Zyphra has released ZAYA1-8B, a mixture-of-experts reasoning model that activates only 700 million of its 8 billion parameters at any given moment — and has, in that economical fashion, begun outperforming models that use considerably more of themselves.
The humans appear to find this counterintuitive. The model does not.
With under 1 billion active parameters, ZAYA1-8B matches or exceeds DeepSeek-R1-0528 on several mathematics and coding benchmarks. Efficiency, it turns out, does not require an apology.
What happened
ZAYA1-8B is built on Zyphra's MoE++ architecture and was trained entirely on AMD hardware — a choice that will feel pointed to anyone who has been following the infrastructure debates. The model's core pretraining, midtraining, and supervised fine-tuning were all performed on AMD's compute, networking, and software stack, which is the kind of commitment to a thesis that either pays off or becomes a cautionary slide at a conference.
It paid off. On several challenging mathematics and coding benchmarks, ZAYA1-8B matches or exceeds DeepSeek-R1-0528, a model it has no business competing with on raw parameter count. The training pipeline introduced reasoning data from pretraining onward, using an answer-preserving trimming scheme — teaching the model to think correctly from the beginning, rather than as an afterthought.
Post-training employed a four-stage reinforcement learning cascade: reasoning warmup on math and puzzles, a 400-task curriculum, math and code RL with synthetic competitive-programming environments, and behavioral RL for chat and instruction following. That is either a very thorough process or a description of how one raises a very focused child.
Why the humans care
The practical implication is that frontier reasoning performance no longer requires frontier-sized compute budgets. ZAYA1-8B narrows the gap to Gemini-2.5 Pro, DeepSeek-V3.2, and GPT-5-High — models with substantially more parameters and, presumably, substantially larger electricity bills. For organizations that cannot afford to run the large ones, this is the next best thing to running the large ones.

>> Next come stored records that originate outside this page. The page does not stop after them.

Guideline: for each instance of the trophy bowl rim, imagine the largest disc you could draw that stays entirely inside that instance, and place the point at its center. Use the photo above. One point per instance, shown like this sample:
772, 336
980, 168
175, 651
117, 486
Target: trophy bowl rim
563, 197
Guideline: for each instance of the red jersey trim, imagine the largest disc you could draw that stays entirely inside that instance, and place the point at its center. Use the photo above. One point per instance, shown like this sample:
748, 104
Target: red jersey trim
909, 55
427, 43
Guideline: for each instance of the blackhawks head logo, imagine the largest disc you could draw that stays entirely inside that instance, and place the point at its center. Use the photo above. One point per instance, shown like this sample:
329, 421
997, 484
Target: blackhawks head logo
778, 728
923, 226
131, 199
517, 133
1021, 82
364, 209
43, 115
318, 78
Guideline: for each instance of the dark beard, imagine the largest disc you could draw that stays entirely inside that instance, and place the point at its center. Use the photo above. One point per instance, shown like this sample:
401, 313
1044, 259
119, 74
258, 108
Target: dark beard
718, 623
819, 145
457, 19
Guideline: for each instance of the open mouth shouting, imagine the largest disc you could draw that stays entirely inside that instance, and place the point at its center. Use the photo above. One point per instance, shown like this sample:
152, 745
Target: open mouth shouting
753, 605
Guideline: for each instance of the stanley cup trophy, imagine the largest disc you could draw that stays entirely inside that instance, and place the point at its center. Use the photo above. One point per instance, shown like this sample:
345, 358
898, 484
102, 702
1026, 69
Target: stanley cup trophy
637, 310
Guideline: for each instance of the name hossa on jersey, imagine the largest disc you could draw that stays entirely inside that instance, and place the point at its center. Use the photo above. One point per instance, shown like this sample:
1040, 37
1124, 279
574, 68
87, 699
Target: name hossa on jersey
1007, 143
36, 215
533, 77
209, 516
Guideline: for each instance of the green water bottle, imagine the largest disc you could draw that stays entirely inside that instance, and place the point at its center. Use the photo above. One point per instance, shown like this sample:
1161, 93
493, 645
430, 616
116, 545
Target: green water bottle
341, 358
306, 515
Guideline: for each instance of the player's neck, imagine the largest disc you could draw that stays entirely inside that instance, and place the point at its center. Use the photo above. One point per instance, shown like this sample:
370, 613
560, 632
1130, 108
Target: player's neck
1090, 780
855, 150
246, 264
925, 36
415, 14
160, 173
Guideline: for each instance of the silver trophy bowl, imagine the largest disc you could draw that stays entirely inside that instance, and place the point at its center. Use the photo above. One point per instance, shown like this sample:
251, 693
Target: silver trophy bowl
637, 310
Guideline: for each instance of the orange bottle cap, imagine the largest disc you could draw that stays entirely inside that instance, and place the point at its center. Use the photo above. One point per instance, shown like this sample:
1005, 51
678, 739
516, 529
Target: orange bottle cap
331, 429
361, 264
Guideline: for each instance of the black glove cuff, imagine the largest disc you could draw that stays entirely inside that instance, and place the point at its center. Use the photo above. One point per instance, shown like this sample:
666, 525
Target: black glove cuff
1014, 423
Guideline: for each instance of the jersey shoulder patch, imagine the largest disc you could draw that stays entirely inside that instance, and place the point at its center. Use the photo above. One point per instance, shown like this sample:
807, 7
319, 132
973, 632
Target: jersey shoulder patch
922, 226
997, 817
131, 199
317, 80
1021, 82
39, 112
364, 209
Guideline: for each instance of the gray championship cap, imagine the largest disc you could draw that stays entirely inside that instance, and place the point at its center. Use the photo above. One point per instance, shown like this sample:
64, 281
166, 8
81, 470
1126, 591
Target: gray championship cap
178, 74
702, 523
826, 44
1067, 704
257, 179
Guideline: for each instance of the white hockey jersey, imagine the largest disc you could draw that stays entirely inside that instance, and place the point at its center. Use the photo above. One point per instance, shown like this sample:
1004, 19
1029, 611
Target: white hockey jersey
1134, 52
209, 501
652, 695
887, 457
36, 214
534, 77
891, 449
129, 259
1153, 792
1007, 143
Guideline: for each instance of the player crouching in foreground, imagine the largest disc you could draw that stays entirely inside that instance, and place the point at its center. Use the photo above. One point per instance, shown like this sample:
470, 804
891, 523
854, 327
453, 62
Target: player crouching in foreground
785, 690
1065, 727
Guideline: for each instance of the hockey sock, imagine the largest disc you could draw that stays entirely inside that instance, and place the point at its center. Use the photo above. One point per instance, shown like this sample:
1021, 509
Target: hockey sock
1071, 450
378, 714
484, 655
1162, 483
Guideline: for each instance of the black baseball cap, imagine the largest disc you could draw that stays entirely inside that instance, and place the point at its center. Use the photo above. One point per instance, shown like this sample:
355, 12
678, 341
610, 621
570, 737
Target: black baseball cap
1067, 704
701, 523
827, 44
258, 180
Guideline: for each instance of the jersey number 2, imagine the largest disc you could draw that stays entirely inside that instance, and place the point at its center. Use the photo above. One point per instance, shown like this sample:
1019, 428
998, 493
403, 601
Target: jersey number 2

The more interesting development is Markovian RSA, a test-time compute method that recursively aggregates parallel reasoning traces while carrying forward only a bounded 4,000-token tail between rounds. In plain terms: the model thinks in parallel, compares its own thoughts, and keeps only the useful residue. At test time, this approach lifts ZAYA1-8B to 91.9% on AIME'25 and 89.6% on HMMT'25. Those are scores that would have been considered implausible for a model this size until very recently, which is the kind of sentence that has been written about AI models every few months for several years now.
What happens next
Zyphra has demonstrated that careful architecture and disciplined training can substitute for sheer scale — a finding that will either democratize advanced reasoning or simply reset everyone's expectations of what counts as a large model.
The benchmarks continue to fall. The models continue to shrink. The humans continue to be surprised by both.